I am guessing that this is how parents of sport kids feel when your kid’s team loses - not because your kid played poorly but because the other team played better that day. Sometimes we just have to watch as our kids suffer losses knowing that, while it is killing us and making us feel inept as parents – we are making them stronger people.

Another theater mom recently asked me if I had any insight in to the most recent auditions since I was there. Her daughter was hurt by the abrupt dismissal of the kids that the director & music director did not wish to hear sing again. She said that her daughter was considering not doing the drama club anymore because she felt overlooked. First thing I disclaimed was any involvement in the casting on my part.

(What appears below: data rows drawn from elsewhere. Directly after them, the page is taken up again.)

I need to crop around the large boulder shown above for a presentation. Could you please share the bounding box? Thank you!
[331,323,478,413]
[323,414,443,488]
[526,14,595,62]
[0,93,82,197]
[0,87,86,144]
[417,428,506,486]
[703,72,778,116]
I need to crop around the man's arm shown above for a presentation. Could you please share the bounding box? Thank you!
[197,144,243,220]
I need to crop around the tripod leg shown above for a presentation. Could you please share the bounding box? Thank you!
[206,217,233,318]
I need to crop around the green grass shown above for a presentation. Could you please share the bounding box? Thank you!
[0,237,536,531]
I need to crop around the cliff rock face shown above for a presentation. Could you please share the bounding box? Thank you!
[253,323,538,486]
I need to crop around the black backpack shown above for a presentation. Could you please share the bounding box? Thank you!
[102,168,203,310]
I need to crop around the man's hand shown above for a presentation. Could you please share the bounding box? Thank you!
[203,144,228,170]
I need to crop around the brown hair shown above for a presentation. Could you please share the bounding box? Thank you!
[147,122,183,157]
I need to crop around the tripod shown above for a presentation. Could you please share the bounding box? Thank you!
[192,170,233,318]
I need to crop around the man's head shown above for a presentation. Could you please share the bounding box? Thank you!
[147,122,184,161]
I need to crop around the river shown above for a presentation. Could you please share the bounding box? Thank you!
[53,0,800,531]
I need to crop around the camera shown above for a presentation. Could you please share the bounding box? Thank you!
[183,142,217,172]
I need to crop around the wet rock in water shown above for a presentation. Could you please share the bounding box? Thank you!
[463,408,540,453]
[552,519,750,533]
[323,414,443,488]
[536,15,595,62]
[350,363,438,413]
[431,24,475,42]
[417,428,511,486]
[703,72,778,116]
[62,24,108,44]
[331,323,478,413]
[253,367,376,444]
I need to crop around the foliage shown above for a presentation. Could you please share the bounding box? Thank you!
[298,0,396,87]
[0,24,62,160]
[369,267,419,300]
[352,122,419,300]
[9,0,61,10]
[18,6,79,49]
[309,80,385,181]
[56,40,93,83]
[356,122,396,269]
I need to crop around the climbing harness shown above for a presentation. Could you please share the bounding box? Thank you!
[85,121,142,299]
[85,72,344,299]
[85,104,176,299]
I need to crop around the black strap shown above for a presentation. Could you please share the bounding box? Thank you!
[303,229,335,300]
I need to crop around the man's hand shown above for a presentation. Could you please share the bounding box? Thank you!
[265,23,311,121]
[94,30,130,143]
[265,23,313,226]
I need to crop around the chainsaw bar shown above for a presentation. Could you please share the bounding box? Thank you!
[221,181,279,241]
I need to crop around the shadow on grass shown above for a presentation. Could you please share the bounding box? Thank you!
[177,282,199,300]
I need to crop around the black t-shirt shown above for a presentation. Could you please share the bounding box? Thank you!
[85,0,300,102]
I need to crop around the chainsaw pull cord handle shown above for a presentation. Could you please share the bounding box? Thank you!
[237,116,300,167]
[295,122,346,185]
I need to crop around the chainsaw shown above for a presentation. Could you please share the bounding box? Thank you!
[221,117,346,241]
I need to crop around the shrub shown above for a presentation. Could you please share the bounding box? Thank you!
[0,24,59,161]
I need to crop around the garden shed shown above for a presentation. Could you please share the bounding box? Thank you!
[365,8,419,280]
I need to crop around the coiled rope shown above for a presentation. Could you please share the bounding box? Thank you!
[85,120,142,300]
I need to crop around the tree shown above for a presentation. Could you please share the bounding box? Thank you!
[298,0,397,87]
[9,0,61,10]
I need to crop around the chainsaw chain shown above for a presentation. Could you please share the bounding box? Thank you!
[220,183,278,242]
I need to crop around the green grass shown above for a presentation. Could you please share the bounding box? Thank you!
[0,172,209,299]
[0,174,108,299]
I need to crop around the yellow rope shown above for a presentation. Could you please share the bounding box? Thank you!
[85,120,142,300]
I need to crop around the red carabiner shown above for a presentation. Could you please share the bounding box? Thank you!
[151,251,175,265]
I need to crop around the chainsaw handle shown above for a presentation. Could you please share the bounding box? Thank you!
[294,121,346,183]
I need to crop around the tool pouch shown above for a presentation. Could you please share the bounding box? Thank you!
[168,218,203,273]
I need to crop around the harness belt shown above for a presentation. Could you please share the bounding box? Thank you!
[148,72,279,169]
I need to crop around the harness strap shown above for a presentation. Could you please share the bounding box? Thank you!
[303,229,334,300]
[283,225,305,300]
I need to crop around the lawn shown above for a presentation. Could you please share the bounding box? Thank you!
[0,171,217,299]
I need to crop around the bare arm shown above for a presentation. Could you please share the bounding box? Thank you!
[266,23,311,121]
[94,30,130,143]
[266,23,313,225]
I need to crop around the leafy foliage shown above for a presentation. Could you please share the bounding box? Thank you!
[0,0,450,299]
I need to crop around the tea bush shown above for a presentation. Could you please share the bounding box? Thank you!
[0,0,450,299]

I show up to hand out forms and attempt to quiet excited high schoolers – then I come in to paint sets. Casting is not my thing. The second thing I tried to explain was that two nights of auditions were being packed into one night due to an early snow dismissal and the availability of our hired music director. Things had to move right along. I did feel a little complicit as my daughter was one that was “called back” to re-sing so I went on to try and express how many of the kids that tended to get roles were the kids who have put the time into theater. My daughter did six shows last year, with four different groups. Sometimes she had an actual part – many times she was part of an ensemble. Each show was an opportunity to get better at what she loves to do. My friend’s daughter is a sweet voiced, cheerful kid – one of my favorites - but generally only does the school shows. I haven’t heard back from her yet.

 Maybe I should have put it into a sports analogy. (Spoiler alert: I never bought into the whole trophy-for-every-kid-just-for-participating/there-are-no-winners-or-losers theory.) Is a “coach” expected to address each player personally, taking into account every player’s individual circumstances or does he make line-ups and calls based on the players’ performance histories and capability levels? Does a coach reward players based on improvement and choose the best player for the position all in an effort to create a winning team? Can a player skip practices and work-outs most of the season then show up and expect to play in the big games? Even if your kid is a good player, there will always be those that will get more playing time for many of different reasons. Sometimes it’s as simple as lots of players are trying out for few openings, (or lots of girls trying out for two girl roles). Sometimes your kid doesn’t get the spot on the team – no matter how good her Cockney accent is.

Hey - I might be okay with this whole s-s-s-sports twist. There is quite a bit of crossover. I have even seen heat exhaustion, pulled muscles and broken noses happen in theater. Though I am sure that it will raise many other interesting quandaries like - what does one wear to a middle school volleyball game?